The cut by the US Energy Information Administration and a more pessimistic forecast by the Organization of the Petroleum Exporting Countries were in line with reductions by other forecasters such as investment bank Barclays Capital, as slowing growth hits consumers and businesses.
The reports come as grim economic news has stoked fears of another global downturn, with US oil prices falling more than 15 percent since the start of last week in a sharp worldwide flight from risk.
“Dark clouds over the economy are already impacting the market’s direction,” OPEC said in its monthly report.
“The potential for a consequent deterioration in market stability requires higher vigilance and close monitoring of developments over the coming months.”
The EIA cut its forecast of world oil demand growth demand by a modest 60,000 barrels per day to 1.37 million bpd.
In contrast, OPEC, source for more than a third of the world’s oil supply, saw demand growth down 150,000 bpd from its previous forecast, to 1.21 million bpd.
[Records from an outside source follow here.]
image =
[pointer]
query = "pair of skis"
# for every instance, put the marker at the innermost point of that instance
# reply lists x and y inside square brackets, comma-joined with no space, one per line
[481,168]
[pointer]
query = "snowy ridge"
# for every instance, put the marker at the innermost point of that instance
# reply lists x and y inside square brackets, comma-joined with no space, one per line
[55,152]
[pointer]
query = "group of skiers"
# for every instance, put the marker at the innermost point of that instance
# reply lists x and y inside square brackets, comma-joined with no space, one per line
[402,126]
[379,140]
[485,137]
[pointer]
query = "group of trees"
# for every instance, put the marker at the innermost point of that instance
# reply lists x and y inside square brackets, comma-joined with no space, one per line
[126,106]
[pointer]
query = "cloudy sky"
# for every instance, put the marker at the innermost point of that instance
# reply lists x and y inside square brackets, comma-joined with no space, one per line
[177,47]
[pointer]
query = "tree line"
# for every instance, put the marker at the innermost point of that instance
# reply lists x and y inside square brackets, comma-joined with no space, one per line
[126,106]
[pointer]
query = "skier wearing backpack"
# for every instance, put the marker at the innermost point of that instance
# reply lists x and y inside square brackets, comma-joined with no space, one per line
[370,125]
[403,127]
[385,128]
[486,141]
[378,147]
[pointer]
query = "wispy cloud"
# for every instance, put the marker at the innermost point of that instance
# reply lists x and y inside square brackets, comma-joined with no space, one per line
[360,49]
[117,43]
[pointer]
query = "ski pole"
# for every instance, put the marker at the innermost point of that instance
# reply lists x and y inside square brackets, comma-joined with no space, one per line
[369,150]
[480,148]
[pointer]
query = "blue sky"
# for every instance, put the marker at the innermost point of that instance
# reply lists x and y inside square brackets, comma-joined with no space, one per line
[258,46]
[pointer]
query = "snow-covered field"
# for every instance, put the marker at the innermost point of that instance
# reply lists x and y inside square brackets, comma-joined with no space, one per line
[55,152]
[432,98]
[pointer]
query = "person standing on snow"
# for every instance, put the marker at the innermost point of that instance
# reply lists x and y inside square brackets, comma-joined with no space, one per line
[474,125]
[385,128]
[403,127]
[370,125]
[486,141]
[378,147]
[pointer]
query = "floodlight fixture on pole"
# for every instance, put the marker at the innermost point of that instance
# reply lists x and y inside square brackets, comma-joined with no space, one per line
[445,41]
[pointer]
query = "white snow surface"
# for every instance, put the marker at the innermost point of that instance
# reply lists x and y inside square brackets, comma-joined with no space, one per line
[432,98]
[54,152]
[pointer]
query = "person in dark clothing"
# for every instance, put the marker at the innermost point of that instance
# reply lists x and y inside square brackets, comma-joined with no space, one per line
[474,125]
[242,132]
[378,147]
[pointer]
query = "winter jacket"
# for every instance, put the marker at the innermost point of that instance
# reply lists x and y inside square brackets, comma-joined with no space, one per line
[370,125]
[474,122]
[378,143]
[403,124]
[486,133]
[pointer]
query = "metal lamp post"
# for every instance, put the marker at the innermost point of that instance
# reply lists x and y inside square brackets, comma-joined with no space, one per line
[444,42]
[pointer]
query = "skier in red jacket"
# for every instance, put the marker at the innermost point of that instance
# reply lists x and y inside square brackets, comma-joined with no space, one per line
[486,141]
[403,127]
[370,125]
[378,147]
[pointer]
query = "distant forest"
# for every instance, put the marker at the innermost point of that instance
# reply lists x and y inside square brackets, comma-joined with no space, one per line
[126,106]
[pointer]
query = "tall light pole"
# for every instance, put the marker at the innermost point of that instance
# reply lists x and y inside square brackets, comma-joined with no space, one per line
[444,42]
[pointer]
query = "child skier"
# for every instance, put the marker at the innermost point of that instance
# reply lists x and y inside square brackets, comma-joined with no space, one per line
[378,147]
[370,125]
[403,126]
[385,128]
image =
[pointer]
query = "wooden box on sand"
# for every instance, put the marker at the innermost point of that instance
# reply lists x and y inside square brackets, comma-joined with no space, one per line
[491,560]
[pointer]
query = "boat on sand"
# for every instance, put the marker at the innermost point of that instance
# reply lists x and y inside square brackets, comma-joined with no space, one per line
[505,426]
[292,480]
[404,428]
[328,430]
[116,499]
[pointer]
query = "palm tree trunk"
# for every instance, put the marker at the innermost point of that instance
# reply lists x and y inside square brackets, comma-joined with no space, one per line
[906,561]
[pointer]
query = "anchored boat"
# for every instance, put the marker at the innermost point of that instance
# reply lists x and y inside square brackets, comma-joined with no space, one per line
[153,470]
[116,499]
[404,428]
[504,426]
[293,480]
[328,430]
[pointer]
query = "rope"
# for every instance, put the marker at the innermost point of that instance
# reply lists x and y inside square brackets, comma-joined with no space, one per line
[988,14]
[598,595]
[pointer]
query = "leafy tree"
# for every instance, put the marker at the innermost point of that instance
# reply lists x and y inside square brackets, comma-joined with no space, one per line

OPEC lowered its growth forecast for next year marginally, by 20,000 bpd to 1.30 million bpd, while the EIA raised its forecast for 2012 by 60,000 bpd, with consumption now expected to climb 1.64 million bpd next year.
These increases outpace the average global demand growth of 1.3 million bpd between 1998 and 2007, the years prior to the last global economic downturn, the EIA said.
Strong oil demand in developing countries was expected to keep oil markets tight, the agency said.
“Global oil demand growth, led by China, is expected to outpace the growth in supplies from countries outside of the OPEC, leading markets to rely on both a drawdown of inventories and production increases in OPEC countries to close the gap,” the EIA said.
The International Energy Agency, which will issue its outlook for world oil markets on Wednesday, currently predicts 2011 demand growth of 1.2 million bpd.
The full impact of increasing economic turmoil in Europe, along with the downgrade in the US credit rating, may not be fully reflected in these reports, analysts said.
“We’ve seen bouts of terrible economic data. Poor manufacturing data, the outlook for employment is not particularly great,” said Matt Smith, an analyst for Summit Energy.
“There will be a correspondent effect on oil demand because of that. The US is after all the largest economy in the world,” Smith said.
Lower oil prices could prove stimulative in the long run for economies globally and help lower gasoline prices that have hurt US President Barack Obama’s efforts to boost the economy ahead of next year’s elections.